His laws are constraints, they don’t talk about how to proceed. It’s assumed that robots will work toward goals given them, but what are the constraints?

People now who want to talk about alignment seem to want to avoid talk of constraints.

Because people themselves are not aligned. To push alignment is avoiding the issue that alignment is vague and the only close alignment we can be assured of is alignment with the goals of the company.

1 comments

Spot on.

At some point I tried to figure out where the term "alignment" came from. I didn't find any definitive source, but it seems to have originated on a medium.com blog of Paul Christiano:

https://ai-alignment.com/ai-safety-vs-control-vs-alignment-2...

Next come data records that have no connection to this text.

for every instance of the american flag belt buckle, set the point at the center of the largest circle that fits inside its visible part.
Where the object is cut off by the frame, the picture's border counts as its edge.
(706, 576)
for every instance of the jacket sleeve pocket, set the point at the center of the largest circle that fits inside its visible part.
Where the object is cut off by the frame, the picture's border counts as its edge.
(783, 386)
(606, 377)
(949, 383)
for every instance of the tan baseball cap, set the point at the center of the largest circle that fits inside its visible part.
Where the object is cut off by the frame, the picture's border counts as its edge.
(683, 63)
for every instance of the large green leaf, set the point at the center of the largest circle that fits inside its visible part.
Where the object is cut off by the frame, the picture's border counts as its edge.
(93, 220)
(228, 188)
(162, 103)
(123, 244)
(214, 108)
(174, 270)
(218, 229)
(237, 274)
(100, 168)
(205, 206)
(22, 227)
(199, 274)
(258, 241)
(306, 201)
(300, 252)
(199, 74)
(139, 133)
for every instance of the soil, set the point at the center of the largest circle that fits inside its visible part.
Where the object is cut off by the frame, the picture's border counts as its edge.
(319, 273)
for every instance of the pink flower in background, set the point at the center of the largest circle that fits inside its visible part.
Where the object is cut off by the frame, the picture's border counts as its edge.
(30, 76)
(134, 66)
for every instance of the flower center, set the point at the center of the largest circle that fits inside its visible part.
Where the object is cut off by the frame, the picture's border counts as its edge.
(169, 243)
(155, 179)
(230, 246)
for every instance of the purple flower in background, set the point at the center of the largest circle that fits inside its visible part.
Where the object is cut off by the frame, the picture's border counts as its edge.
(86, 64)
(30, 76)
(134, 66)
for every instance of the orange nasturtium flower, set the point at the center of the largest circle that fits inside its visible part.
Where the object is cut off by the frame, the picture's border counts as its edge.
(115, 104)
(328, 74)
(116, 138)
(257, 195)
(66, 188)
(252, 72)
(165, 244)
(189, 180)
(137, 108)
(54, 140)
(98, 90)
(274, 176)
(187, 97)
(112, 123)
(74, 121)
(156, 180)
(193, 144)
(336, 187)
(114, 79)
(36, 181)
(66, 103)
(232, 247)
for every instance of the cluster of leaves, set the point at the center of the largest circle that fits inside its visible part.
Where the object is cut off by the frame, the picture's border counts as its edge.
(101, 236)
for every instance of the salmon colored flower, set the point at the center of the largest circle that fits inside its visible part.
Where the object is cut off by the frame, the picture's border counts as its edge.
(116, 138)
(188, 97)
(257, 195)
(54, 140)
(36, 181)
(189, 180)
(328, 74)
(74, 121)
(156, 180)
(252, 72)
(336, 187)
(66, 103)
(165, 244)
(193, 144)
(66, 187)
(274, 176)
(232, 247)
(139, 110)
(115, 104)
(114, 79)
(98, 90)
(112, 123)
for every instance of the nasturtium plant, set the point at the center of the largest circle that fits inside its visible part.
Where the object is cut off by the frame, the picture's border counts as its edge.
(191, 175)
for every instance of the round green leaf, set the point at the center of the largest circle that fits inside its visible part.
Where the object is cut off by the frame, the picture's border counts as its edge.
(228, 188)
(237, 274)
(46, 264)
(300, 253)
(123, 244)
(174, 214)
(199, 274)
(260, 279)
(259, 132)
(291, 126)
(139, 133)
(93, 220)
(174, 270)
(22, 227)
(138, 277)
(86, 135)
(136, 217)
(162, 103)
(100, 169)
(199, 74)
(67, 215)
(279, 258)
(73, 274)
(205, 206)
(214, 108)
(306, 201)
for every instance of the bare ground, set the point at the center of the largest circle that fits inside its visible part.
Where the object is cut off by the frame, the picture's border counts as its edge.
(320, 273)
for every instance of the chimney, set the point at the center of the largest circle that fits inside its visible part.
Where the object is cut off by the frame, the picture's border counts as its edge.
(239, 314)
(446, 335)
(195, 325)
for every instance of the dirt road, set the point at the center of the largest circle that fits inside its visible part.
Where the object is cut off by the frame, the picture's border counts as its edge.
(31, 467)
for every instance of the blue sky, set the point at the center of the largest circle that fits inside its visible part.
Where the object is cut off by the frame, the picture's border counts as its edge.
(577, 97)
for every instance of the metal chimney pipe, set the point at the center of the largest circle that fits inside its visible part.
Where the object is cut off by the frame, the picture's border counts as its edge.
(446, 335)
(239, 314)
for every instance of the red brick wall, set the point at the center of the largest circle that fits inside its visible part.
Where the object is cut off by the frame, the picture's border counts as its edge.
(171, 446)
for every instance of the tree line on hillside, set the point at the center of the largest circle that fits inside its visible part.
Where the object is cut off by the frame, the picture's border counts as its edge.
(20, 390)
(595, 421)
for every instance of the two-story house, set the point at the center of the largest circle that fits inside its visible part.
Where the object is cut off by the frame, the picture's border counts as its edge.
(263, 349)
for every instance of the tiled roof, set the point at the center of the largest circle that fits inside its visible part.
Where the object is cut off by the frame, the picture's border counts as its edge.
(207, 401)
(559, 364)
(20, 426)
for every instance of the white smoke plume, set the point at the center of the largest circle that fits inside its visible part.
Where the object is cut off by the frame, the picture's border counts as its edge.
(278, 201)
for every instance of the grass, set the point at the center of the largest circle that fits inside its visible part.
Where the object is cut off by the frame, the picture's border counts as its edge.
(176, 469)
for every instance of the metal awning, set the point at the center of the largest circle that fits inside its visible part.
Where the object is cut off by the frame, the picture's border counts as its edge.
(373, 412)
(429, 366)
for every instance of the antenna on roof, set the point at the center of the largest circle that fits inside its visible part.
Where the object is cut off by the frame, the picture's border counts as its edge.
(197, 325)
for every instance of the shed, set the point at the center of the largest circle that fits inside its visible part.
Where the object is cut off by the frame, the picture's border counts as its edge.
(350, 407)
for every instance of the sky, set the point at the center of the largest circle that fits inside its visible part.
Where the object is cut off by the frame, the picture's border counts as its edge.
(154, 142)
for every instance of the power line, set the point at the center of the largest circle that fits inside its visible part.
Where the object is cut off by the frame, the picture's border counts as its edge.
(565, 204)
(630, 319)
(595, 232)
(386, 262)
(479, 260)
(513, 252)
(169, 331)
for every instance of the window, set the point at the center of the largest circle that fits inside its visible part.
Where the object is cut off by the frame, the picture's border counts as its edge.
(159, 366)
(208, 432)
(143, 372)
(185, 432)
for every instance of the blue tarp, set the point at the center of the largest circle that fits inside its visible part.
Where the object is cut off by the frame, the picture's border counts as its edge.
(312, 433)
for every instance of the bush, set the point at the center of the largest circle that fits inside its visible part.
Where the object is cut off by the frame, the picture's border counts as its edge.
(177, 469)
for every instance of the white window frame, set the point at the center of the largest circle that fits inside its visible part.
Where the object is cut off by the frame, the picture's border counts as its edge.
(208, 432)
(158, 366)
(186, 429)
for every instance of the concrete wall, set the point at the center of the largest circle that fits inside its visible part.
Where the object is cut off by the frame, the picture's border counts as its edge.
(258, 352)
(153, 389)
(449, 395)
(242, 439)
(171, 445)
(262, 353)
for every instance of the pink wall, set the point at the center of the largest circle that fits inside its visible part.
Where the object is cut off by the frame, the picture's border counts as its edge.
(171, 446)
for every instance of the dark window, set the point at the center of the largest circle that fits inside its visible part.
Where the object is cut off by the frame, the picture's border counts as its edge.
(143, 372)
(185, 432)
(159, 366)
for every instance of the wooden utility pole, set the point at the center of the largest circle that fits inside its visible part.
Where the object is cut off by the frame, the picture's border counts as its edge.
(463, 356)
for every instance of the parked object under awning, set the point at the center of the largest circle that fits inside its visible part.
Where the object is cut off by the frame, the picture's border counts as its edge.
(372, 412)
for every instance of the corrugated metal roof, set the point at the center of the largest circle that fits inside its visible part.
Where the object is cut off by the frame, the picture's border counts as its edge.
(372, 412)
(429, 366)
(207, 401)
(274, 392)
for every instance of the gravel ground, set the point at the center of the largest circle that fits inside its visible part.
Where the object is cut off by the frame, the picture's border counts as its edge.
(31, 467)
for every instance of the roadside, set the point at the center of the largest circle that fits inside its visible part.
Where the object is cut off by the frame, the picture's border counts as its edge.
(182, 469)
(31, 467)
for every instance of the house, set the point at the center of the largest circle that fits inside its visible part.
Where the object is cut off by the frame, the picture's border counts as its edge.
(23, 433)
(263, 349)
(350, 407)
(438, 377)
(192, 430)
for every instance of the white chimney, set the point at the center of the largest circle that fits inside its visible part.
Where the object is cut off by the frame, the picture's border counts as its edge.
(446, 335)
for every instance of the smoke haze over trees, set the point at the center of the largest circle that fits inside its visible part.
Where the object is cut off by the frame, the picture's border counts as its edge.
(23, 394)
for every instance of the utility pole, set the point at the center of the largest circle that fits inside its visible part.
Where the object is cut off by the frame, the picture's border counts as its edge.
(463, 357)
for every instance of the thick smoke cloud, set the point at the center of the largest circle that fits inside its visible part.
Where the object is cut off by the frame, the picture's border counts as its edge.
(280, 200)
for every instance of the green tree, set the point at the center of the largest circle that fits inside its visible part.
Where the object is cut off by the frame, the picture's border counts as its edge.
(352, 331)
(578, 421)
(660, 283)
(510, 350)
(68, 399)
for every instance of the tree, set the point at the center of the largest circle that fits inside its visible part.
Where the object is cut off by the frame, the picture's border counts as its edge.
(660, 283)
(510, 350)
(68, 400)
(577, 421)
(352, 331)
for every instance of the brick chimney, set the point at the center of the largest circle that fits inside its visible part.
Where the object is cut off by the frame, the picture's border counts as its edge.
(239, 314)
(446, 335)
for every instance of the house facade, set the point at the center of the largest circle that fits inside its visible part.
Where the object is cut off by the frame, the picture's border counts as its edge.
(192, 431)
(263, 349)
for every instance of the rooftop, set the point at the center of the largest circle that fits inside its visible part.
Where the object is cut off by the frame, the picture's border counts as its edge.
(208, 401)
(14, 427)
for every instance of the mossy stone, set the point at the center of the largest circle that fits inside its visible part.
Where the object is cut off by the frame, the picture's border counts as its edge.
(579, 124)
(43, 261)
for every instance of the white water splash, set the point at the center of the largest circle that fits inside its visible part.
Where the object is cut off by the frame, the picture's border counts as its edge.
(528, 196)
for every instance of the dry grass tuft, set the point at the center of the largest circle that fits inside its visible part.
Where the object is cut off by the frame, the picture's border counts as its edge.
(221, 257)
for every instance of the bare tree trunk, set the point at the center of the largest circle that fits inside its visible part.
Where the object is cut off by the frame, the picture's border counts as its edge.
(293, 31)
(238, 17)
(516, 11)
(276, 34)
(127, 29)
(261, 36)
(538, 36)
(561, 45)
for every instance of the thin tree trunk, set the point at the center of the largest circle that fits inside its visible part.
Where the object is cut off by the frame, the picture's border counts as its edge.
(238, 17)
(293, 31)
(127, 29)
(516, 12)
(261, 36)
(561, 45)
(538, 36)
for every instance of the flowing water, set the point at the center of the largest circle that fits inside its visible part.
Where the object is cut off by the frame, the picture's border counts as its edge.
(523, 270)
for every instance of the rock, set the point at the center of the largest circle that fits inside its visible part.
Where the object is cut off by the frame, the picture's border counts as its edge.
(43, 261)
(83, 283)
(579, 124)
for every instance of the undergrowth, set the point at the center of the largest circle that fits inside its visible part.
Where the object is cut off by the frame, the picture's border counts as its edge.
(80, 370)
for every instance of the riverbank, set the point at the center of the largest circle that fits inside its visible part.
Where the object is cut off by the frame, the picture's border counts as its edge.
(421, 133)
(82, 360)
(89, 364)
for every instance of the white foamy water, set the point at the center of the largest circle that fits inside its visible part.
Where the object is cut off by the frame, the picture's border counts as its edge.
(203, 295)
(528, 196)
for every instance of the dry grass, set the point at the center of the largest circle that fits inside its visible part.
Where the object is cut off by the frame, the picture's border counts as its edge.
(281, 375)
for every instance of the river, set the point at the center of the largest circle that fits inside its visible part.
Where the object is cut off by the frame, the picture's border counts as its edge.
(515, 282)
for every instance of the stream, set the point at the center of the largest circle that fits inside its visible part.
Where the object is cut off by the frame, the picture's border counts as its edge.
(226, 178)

Basically, certain people are dismissing decades of deep though on this subject from writers (like Asimov and Sheckley), scholars (like Postman) and technologists (like Wiener). Instead, they are creating a completely new set of terms, concepts and though experiments. Interestingly, this new system seems to make important parts of the question completely implicit, while simultaneously hyper-focusing public attention on meaningless conundrums (like the infamous paperclip maximizer).

In my view, the most important thing about the three laws of robotics is that they made it obvious that there are several parties involved in AI ethics questions. There is the manufacturer/creator of the system, the user/owner of the system and the rest of the society. "Alignment" cleverly distracts everyone from noticing the distinctions between these groups.